Marquess is the title of a Marcher Lord, a lord enfeoffed with border marches or frontier regions, responsible for the security of the border. The names of their feofdoms often include the word “”march”. The wife or widow of a marquess is a “marchioness”, unless she had that rank prior to the marriage, in which case she is a marquess also. If she achieved this rank through marriage alone, she will carry the title for her lifetime only and cannot pass it to the heirs of her body except those born of the marquess, her husband’s, blood. The female born to the rank of marquess is a peer in her own right, equal to her male counterpart, her dignity heritable by all her children, regardless of their sire.

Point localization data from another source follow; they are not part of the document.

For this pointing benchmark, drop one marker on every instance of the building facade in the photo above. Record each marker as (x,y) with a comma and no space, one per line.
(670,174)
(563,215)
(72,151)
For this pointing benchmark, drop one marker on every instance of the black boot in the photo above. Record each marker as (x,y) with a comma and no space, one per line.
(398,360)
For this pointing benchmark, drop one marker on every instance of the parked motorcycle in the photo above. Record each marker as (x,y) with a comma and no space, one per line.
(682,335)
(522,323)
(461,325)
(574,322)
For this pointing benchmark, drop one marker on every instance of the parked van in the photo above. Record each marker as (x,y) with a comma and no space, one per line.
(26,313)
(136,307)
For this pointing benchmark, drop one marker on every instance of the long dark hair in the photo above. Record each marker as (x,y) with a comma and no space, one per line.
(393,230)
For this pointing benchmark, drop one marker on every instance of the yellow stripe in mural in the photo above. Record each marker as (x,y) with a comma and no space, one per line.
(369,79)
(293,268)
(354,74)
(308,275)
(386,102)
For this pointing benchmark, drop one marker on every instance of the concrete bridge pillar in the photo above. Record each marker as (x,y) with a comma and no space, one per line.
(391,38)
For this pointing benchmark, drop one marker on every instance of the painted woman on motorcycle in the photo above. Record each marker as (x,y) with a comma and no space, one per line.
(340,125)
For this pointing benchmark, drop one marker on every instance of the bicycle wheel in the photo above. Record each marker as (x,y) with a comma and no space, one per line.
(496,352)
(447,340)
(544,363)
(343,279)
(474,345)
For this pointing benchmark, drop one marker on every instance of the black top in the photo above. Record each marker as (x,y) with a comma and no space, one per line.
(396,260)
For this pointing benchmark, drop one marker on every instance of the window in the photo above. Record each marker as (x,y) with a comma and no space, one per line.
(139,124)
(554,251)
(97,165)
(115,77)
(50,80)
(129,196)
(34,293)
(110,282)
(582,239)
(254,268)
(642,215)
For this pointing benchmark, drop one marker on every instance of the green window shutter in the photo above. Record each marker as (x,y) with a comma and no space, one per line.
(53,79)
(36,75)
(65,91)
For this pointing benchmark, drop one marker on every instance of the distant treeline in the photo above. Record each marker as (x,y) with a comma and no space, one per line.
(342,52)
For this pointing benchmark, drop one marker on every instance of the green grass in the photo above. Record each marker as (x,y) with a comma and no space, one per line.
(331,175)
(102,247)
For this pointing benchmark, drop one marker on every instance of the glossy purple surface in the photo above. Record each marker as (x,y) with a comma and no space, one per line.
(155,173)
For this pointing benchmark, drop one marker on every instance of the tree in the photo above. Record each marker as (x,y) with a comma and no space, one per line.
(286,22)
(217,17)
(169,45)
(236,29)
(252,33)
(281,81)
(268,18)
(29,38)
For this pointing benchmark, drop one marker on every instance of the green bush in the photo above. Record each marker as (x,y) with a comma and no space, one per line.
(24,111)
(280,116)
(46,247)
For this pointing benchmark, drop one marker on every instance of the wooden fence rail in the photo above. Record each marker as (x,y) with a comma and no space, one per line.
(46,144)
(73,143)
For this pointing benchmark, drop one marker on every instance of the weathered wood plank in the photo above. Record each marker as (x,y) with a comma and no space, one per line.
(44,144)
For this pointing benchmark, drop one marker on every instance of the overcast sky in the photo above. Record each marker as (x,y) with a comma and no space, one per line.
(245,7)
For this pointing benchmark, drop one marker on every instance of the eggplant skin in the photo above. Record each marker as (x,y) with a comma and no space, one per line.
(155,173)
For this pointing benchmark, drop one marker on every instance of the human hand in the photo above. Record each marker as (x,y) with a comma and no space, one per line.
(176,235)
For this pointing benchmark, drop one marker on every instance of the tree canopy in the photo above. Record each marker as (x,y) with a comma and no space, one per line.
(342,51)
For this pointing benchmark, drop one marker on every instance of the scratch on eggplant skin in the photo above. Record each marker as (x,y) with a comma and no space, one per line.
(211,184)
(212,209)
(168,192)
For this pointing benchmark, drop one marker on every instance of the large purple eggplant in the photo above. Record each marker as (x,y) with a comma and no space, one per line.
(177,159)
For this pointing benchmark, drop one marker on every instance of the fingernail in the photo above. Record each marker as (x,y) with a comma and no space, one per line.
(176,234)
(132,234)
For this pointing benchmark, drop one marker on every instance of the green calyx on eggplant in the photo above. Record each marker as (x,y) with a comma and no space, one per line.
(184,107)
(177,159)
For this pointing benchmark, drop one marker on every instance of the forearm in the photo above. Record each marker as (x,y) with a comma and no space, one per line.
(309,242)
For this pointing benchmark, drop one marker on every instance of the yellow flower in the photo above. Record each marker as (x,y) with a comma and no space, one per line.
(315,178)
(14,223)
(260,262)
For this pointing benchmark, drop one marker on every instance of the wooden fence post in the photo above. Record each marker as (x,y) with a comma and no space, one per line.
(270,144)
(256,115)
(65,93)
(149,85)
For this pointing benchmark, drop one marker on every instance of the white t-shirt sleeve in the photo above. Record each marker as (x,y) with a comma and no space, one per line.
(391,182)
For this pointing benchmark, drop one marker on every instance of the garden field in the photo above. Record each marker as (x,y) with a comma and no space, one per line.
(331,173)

The Stations of the Nobility: Prince

A prince is the son of a king or emperor or other (sovereign) prince, directly related in some way to a royal family, or a close branch of it through a royal uncle, aunt, cousin, etc. by either blood or marriage. The relationship to the throne can be both a blessing and a curse, allowing access to the monarch when relations are good, and a means of using the prince to plot against the reigning king otherwise, and the PC of this rank will always be counted in the line of succession. Even if the player doesn’t consider this, those at Court and the other movers and shakers of the realm certainly will.

Historically, there were no sovereign princes in England until Edward I (1272-1307) conquered Wales and made his son it’s prince, devoting it’s revenues to the support of the prince’s household and it’s governance to the prince when he reached his legal majority (21). Prior to the subdual of Wales, the princes were made governors of foreign possessions or given foreign feofs of the Crown (Gascony, Normandy, Calais, etc.), and/or made earls at home to support the dignity of their blood.

Without other lands and titles, the title of prince is largely an empty one, except perhaps for the heir-apparent, the Crown Prince, next in the direct line of succession.